1. THE ACCOUNTING CYCLE

The accounting cycle is the holistic process of recording and processing all financial transactions of a company, from when the transaction occurs, to its representation on the financial statements. One of the main duties of a bookkeeper is to keep track of the full accounting cycle from start to finish. The cycle repeats itself every fiscal year as long as a company remains in business. Accounting Cycle Diagram

STEPS IN THE ACCOUNTING CYCLE

#1 Collect Source Documents: Source documents can be receipts, copies of checks, copies of invoices, deposit slips, or anything else that proves that a transaction occurred. Source documents are collected when transactions occur. Thus financial transactions start the process. If there were no financial transactions, there would be nothing to keep track of. Transactions may include a debt payoff, any purchases or acquisition of assets, sales revenue, or any expenses incurred. #2 Verify Source Documents: Source documents collected are cross checked in order to ensure accuracy, this help to accurately document the financial transactions that occurred during the accounting period. #3 Analyze transactions: This involves examining source documents an analyzing transactions to determine which accounts are affected by the transactions. Note, transactions are recorded in accounts. #4 Journal Entries: With the transactions set in place, the next step is to record these entries in the company’s journal in chronological order.
#5 Posting to the General Ledger (GL): The journal entries are then posted to the general ledger where a summary of all transactions to individual accounts can be seen. The general ledger serves as the eyes and ears of bookkeepers and accountants and shows all financial transactions within a business. Essentially, it is a huge compilation of all transactions recorded on a specific document or on accounting software, which is the predominant method nowadays. For example, if you want to see the changes in cash levels over the course of the business and all their relevant transactions, you would look at the general ledger, which shows all the debits and credits of cash. #6. Prepare Trial Balance: At the end of the accounting period (which may be quarterly, monthly, or yearly, depending on the company), a total balance is calculated for the accounts #7. Worksheet: When the debits and credits on the trial balance don’t match, the bookkeeper must look for errors and make corrective adjustments that are tracked on a worksheet.

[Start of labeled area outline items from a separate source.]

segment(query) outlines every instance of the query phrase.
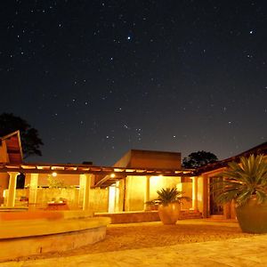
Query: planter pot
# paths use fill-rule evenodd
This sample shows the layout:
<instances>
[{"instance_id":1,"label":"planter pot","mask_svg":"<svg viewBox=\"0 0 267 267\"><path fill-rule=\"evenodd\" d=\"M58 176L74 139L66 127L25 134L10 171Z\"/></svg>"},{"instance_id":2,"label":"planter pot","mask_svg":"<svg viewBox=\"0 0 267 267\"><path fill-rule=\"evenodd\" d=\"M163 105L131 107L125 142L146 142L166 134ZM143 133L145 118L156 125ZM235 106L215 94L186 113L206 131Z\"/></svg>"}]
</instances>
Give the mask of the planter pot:
<instances>
[{"instance_id":1,"label":"planter pot","mask_svg":"<svg viewBox=\"0 0 267 267\"><path fill-rule=\"evenodd\" d=\"M246 205L236 207L236 212L242 231L267 233L267 201L259 205L251 198Z\"/></svg>"},{"instance_id":2,"label":"planter pot","mask_svg":"<svg viewBox=\"0 0 267 267\"><path fill-rule=\"evenodd\" d=\"M158 215L163 224L175 224L180 214L180 203L170 203L158 206Z\"/></svg>"}]
</instances>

Adjusting entries are also performed here where necessary. #8 Financial Statements and Closing: The balance sheet, income statement, and cash flow statement can be prepared using the correct balances. The revenue and expense accounts are equally closed and zeroed out for the next accounting cycle. This is because revenue and expense accounts are income statement accounts, which show performance for a specific period. Balance sheet accounts are not closed because they show the company’s financial position at a certain point in time.

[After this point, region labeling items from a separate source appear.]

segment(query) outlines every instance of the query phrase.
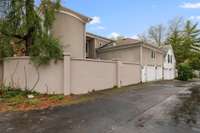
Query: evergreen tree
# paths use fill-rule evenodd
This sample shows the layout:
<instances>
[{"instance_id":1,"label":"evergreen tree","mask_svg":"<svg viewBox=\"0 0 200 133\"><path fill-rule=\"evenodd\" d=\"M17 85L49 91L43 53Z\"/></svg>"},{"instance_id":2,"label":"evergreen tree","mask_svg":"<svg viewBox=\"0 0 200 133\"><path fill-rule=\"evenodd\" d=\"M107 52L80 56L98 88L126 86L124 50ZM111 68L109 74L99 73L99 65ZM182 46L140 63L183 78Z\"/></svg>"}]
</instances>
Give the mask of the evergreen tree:
<instances>
[{"instance_id":1,"label":"evergreen tree","mask_svg":"<svg viewBox=\"0 0 200 133\"><path fill-rule=\"evenodd\" d=\"M61 58L62 48L50 34L59 7L59 0L41 0L39 8L34 0L10 0L0 21L0 57L14 56L19 50L38 65Z\"/></svg>"}]
</instances>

2. ESSENTIAL THINGS TO NOTE

A. Grouping and Codification of Accounts:
When the volume and size of the business increase, the number of transactions increases. Therefore it is necessary to have proper classification of data.Therefore, it becomes necessary to have proper classification of data.In any organisation, the main unit of classification is the major head which is further divided into minor heads. Each minor head may have number of sub-heads. After classification of accounts into various groups namely, major, minor and sub-heads and allotting codes to each account these are programmed into the computer system. The accounting general standards has classified the accounts as follows:

    • Class 1: Accounts of Permanent Resources(Equity, capital, liabilities etc)
    • Class 2: Accounts of Fixed Assets
    • Class 3:Accounts of Stocks
    • Class 4: Persona or third party Accounts
    • Class 5: Cash and Bank Accounts
    • Class 6: Accounts of Ordinary Activities
    • Class 7: Accounts of Ordinary Revenues
    • Class 8: Accounts of other expenses and revenues
    • Class 9: Accounts for contingencies and management accounting.

Codification of accounts
Code is an identification mark. Generally, computerised accounting involves codification of accounts. Codification of accounts is needed where there are numerous accounts heads in an organisation. There is a hierarchical relationship between the groups and its components. In order to maintain the hierarchical relationships between a group and its sub-groups, proper codification is required. The coding scheme of account heads should be such that it leads to grouping of accounts at various levels so as to generate various reports.

B. Debit and Credit concept of Accounting.

    • A Debit is an accounting entry that either increases an asset or expense account, or decreases a liability or equity account. It is positioned to the left in an Accounting entry.
    • A Credit is an accounting entry that either increases a liability or equity account, or decreases an asset or expense account.

Financial transactions are recorded with this concept in mind.. In debiting one or more accounts and crediting one or more accounts, the debits and credits must always balance. Business transactions are recorded in Accounts. The maintenance and recording of transactions within these accounts is known as double-entry bookkeeping. The ‘double-entry’ term is used because each transaction can be seen to have two separate effects on the business. For example, buying a new machine for cash would affect both the asset of machinery and the asset of cash. Similarly, selling inventory on credit would affect the asset of inventory, and the liability of trade payables.